Sure... 14 years after it was created and 10 years after nvidia bought it, but only on limited platforms.
These high refresh rate displays are using math marketing.
1ms? That's 1000Hz!
(Then reality sets in, with 1ms grey to grey at 100% brightness with all other parts of the display at black, etc etc)
They're pushing these OLED's too far, they're fast but they're smearing and ghosting.
marketing is playing around with the "best case" values when reality paints a different picture.
OLED is the future - but right now it's like we're all beta testing displays to see what combinations work.
High refresh rate displays can't be used properly with modern display tech - OLED does the best in SOME situations, but it cant be bright enough or it burns out too fast.
Yes it's still a problem.
What's key to note is that they're treating these displays "poorly" by using them 18 hours a day to simulate 5x the average use case - meaning if your OLED display or television is on for more than 3.5 hours a day, you're going past what the manufacturers expected and rated it for.
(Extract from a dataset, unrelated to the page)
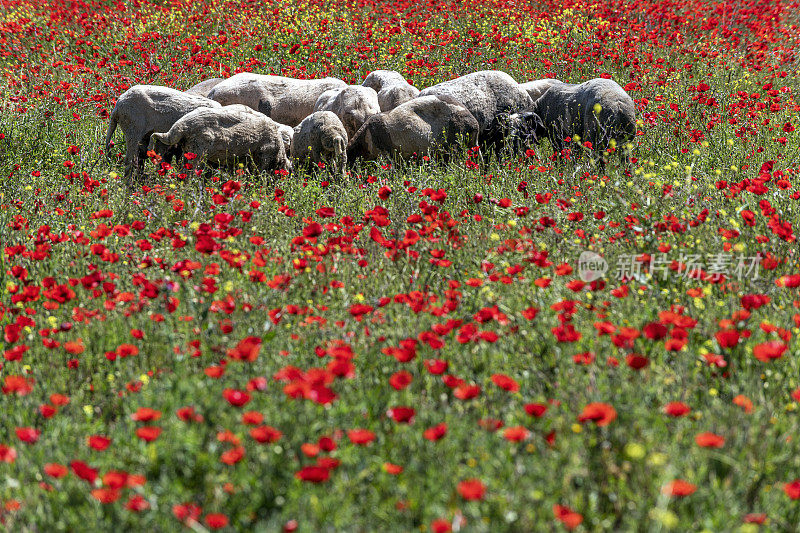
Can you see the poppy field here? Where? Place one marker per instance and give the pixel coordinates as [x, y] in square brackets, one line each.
[415, 346]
We’re running 100 TV models for an average of 18 hours a day to simulate 10 years of usage in just two years. We’re testing the reliability of TVs by running them to the limit.
IPS and VA just can't do it, websites like Rtings show it really well.
The 'best gaming OLED',
that alienware 34" that already has reports of burn-in has good response times, but it also has overshoot - it's got artifacts and ghosting in high speed movement, because it cant handle the 120Hz properly
It really cant handle dark images well, right before the pixels power off for black. That's the sort of thing that can be fixed by higher brightness... which the OLED's cant do, without risking burning out.
Then their "best gaming" that isn't ultrawide is another OLED the
LG 27GR95QE-B
the full image this time because the picture it paints isn't great for the 'best' there is
240Hz is 4.16ms, yet it's as slow as 6.3ms at some brightness levels - right before minimum and maximum brightness, essentially anything that uses white or black.
The % overshoot is not a pretty picture changing from black or white to anything else.
The tech isn't ready.
Gigabyte M32U Review - RTINGS.com - what about a 144Hz IPS display?
I Dunno, but I'd feel pretty sad knowing a far cheaper option had way better image quality and less overshoot and smearing. It's why i've stuck to budget displays for now until companies make displays that don't secretly suck.
Samsungs 240Hz Neo G8 with it's VA panels that are almost approaching OLED speeds, but smear like a biiiiiiiitch - and yet somehow get praised for how fast they are by everyone?
Modern high refresh displays are only useful for using with VRR/Gsync capped to 1/2 or 1/3 of the refresh rate so you can get the response time benefits, because the displays themselves can't keep up with the higher refresh rates for all shades of grey, let alone all colours.